O GLOBO conversou com a presidente da entidade, Lúcia Cardoso, que disse que a televisão de 65 polegadas, home theater, aparelho de Blu-Ray e 160 filmes foram entregues na tarde de ontem, poucas horas depois de a Secretaria de Administração Penitenciária (Seap) ter entrado em contato.
Lúcia conta que só soube que os equipamentos faziam parte da videoteca do presídio de Cabral quando a imprensa ligou para o orfanato, buscando informações:
— Não me liguei nas coisas que estavam acontecendo.
A presidente da instituição diz que ainda não teve tempo de ver quais são os títulos dos 160 Blu-Rays, mas que, entre eles, há filmes infantis, como a animação “Como treinar o seu dragão”. O filme conta a história de um menino viking que domestica um dragão para provar seu valor ao pai, apesar da descrença do clã.
De acordo com Lúcia, será feita uma seleção dos filmes que podem ou não ser vistos pelas crianças e pelos adolescentes. O material e os equipamentos serão usados em aulas de reforço escolar e em atividades pedagógicas.
Lúcia disse que o orfanato é cadastrado junto ao governo do estado para receber doações. A Smart TV LED, de 65 polegadas, substituirá uma antiga TV de tubo de imagem.
VALOR FICARIA ENTRE R$ 8,5 MIL E R$ 15 MIL
A Casa do Menor já recebeu outras doações do governo do estado, como móveis e computadores e uma van que serve para levar as crianças para escola e hospitais. A Receita Federal já doou roupas e eletrônicos apreendidos.
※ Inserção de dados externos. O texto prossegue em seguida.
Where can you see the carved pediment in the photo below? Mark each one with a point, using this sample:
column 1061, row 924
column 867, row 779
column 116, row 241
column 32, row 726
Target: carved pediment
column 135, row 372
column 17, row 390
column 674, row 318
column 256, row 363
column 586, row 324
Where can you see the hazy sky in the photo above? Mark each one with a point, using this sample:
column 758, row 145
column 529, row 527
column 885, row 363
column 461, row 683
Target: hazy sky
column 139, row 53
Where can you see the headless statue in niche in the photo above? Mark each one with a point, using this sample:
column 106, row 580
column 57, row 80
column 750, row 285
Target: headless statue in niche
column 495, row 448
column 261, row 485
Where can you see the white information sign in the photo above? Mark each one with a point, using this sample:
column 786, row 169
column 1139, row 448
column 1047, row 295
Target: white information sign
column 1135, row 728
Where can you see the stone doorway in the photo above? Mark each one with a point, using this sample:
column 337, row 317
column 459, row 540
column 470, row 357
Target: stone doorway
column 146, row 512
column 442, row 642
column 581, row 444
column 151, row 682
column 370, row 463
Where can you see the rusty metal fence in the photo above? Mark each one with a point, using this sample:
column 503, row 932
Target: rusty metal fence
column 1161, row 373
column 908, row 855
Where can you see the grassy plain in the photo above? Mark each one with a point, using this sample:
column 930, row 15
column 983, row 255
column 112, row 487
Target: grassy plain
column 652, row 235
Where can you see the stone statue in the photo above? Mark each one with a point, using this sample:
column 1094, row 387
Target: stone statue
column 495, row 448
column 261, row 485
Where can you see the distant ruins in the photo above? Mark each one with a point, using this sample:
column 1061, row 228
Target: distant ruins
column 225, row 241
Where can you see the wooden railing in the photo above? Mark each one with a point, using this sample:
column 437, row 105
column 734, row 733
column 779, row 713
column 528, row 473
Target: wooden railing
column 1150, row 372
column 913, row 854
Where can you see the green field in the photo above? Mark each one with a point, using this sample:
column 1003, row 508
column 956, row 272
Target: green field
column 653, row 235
Além das unidades no Rio, a Casa do Menor tem outras no Ceará e em Alagoas. No total, 150 crianças e adolescentes moram nos abrigos nos três estados. A instituição tem 31 anos de funcionamento e atende também cerca de 700 adolescentes que fazem cursos profissionalizantes.
Para ter em casa a videoteca que ficaria no presídio em Benfica, é necessário desembolsar no mínimo R$ 8,5 mil. O valor, porém, pode chegar a R$ 15 mil. A Smart TV LED com 65 polegadas não sai por menos de R$ 7 mil, mas os preços variam até R$ 12 mil. Os aparelhos de Blu-Ray 3D e home theater, juntos, custam cerca de R$ 1,5 mil.
O GLOBO foi até a Rua Uruguaiana, no Centro do Rio, para pesquisar os preços dos equipamentos. Lá, o cliente não consegue pagar à vista e sair com a Smart TV de 65 polegadas da loja. TVs desse tipo só são enviadas para lojas da Zona Sul e da Barra da Tijuca.
— O público para esse tipo de produto não está aqui, está no shopping. É raro alguém da classe trabalhadora ter dinheiro para poder bancar esse luxo — comentou um vendedor.
Nas três lojas em que a pesquisa foi feita, as TVs mais compradas são as de 40 polegadas, pagas em dez parcelas.
Antes de saber da doação dos equipamentos, o vendedor Francisco Carlos disse achar uma boa ideia a videoteca no presídio de Cabral:
— Ótimo, não? Para ele conseguir se imaginar fora da prisão, manter a paz de espírito. Porque desse jeito vai demorar para sair (Juliana Castro e Marcella Ramos).